Meskipun serangan militer tersebut dinilai berhasil secara taktis, berbagai prediksi mengenai dampak politik yang akan menyusul setelahnya terbukti tidak akurat.
Iran berhasil bertahan dari gempuran awal dan tetap menunjukkan perlawanan sengit melalui penutupan Selat Hormuz, sebuah langkah yang memblokir sekitar seperlima jalur perdagangan minyak global.
Amerika Serikat merespons tindakan tersebut dengan menerapkan blokade tandingan guna menahan distribusi minyak Iran yang menyebabkan kerugian bagi Teheran sekitar 500 juta dolar per hari sekaligus mengancam keberlangsungan produksi energi jangka panjang negara tersebut.

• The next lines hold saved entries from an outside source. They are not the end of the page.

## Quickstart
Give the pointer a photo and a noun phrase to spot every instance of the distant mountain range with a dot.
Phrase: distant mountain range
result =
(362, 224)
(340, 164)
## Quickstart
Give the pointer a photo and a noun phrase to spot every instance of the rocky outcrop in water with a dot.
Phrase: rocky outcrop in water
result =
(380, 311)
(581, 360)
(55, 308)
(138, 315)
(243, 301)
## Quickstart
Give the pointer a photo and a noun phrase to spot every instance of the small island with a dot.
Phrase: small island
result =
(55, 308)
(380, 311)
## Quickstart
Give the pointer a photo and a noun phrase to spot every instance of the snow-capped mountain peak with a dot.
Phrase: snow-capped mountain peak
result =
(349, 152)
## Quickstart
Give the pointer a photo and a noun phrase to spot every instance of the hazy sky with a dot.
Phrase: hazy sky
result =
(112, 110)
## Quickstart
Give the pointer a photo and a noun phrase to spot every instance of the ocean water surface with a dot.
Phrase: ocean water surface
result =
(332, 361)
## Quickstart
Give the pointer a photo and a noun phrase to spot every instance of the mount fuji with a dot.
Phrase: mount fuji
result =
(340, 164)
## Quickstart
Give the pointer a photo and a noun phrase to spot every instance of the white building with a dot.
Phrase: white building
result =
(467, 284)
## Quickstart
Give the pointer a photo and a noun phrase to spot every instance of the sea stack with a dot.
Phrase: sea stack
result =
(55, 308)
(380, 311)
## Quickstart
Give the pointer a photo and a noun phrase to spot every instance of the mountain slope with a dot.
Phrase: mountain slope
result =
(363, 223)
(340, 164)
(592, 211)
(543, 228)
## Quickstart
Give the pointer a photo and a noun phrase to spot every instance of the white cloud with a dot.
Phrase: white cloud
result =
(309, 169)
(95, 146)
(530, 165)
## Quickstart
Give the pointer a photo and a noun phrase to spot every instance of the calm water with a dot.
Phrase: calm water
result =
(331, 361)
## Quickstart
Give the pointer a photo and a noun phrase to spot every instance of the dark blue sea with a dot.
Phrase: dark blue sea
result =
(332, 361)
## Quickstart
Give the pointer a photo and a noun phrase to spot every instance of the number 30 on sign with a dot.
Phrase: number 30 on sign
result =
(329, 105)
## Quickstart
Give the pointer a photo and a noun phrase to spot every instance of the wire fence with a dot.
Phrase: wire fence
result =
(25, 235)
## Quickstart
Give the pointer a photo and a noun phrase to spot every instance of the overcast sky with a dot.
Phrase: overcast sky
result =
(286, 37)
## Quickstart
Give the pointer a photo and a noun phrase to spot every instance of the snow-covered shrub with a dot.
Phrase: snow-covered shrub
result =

Namun, proses negosiasi saat ini mengalami jalan buntu dan belum ada kepastian apakah Gedung Putih bersedia menanggung beban ekonomi akibat perang yang berkepanjangan atau mengambil risiko operasi militer demi membuka kembali jalur selat tersebut.
“Konflik ini telah berubah, dari yang semula merupakan perang pilihan menjadi sebuah perang kebutuhan,” ujar Aaron David Miller, seorang analis di Carnegie Endowment sekaligus mantan diplomat dan negosiator Amerika Serikat untuk Timur Tengah.
Pertikaian ini telah bertransformasi dari sekadar konflik regional antara Iran, Amerika Serikat, dan Israel menjadi sebuah krisis ekonomi global yang tidak menunjukkan tanda-tanda akan mereda dalam waktu dekat.
Pada minggu ini saja, harga bahan bakar minyak di Amerika Serikat mendekati level tertinggi dalam empat tahun terakhir dan diprediksi akan terus melonjak menjelang pemilihan umum paruh waktu yang krusial bagi Partai Demokrat untuk merebut kembali kursi di Kongres.
“Kondisi saat ini tidak mungkin lagi dapat dipertahankan sehingga harus segera ditemukan solusi yang tepat,” tegas Miller.
“Menurut pandangan saya, pemerintahan saat ini benar-benar berada dalam posisi yang sangat sulit,” tambahnya.
Meski demikian, solusi diplomatik tetap menjadi hal yang sangat sulit untuk dicapai oleh kedua belah pihak.